To catch a fish

7 min read

A life on the water had taught me when to let go – and what was worth holding on to . . .

BY CHIOMA OKEREKE

ILLUSTRATION: SHUTTERSTOCK

In our community, we learn how to catch fish at a young age. The trick is to keep tension on the line. Your target can easily escape or wriggle off the hook if the line goes too slack. We’re taught early on to recognise the moment the prize is ready.

I’d already crossed from Adogbo to Better Life Market twice that day to sell my basket of fish, so I was tired. On my journey back, my eyelids began to droop on the trip across the lagoon. I felt my torso weaving to the steady rhythm of the black waves underneath the canoe containing two other women who’d also finished their day’s trade and the young boy piloting our vessel for a small fee.

Gripping my basket with my feet, I noticed and dismissed the chipped nail polish that I’d been too lazy to redo.

My shoulders softened as the sun gently lulled me to sleep with its steady pressure on my back and I surrendered, letting the soundtrack of the women’s conversation penetrate the blurry mountains forming in my dreams.

“Don’t splash me, please!”

“Hold yourself well, Auntie, and the boat won’t rock –” “What are you speeding for? I said carry me home, not my dead body!”

One woman fussed noisily as the boat lurched to the left and my body shifted automatically.

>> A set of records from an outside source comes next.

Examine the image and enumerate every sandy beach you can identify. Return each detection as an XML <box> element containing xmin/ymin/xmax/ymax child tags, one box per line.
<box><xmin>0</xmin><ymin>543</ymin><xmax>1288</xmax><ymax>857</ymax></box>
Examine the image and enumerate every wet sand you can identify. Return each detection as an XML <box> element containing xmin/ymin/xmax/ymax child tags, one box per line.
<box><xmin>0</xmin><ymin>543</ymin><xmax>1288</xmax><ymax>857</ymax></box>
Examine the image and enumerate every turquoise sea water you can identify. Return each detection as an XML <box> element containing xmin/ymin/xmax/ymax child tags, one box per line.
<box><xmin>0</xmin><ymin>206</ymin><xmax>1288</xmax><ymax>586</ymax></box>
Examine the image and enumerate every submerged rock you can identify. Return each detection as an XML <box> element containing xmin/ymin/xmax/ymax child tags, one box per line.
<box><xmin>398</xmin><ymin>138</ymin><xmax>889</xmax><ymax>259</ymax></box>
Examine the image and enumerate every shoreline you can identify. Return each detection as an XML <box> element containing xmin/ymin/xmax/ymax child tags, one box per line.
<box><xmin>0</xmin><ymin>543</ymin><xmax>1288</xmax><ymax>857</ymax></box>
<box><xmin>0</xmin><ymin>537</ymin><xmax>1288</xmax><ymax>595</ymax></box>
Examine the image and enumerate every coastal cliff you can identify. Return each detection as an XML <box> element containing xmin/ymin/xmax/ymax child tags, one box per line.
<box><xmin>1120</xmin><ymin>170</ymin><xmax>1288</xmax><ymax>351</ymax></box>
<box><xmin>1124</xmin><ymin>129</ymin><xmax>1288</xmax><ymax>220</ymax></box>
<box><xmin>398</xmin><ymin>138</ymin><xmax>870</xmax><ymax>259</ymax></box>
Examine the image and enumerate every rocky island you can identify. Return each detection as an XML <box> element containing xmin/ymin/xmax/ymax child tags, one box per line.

The lagoon isn’t for everyone, but this water is in my blood. My parents and their parents before them could tell you how the ironwood shacks on the waterfront predated most of the now bustling megacity. They remember when the waves could deliver your reflection like a looking glass, instead of the charcoal ink we drift through nowadays that’s clotted with rubbish.

Driftwood, abandoned tyres, endless plastic. The trash pulled in from shipping lanes circling us like exotic aquatic life.

These days, the lagoon is a warm mouth that swallows everything whole.

But back to the fish. Disrupter of my dreams and transformer of my fate.

The lagoon’s lullaby had almost ensnared me when I felt something land in my lap. The surprise contact forced my eyes open as a cold but firm, wet force flapped against my bare legs that closed on reflex to cradle the fish that had fallen just shy of my lappa.

I’d inched my skirt over my thighs to make the ride inside the canoe more comfortable. Flinging the fish off my flesh, I screamed, alarming the canoe’s other occupants.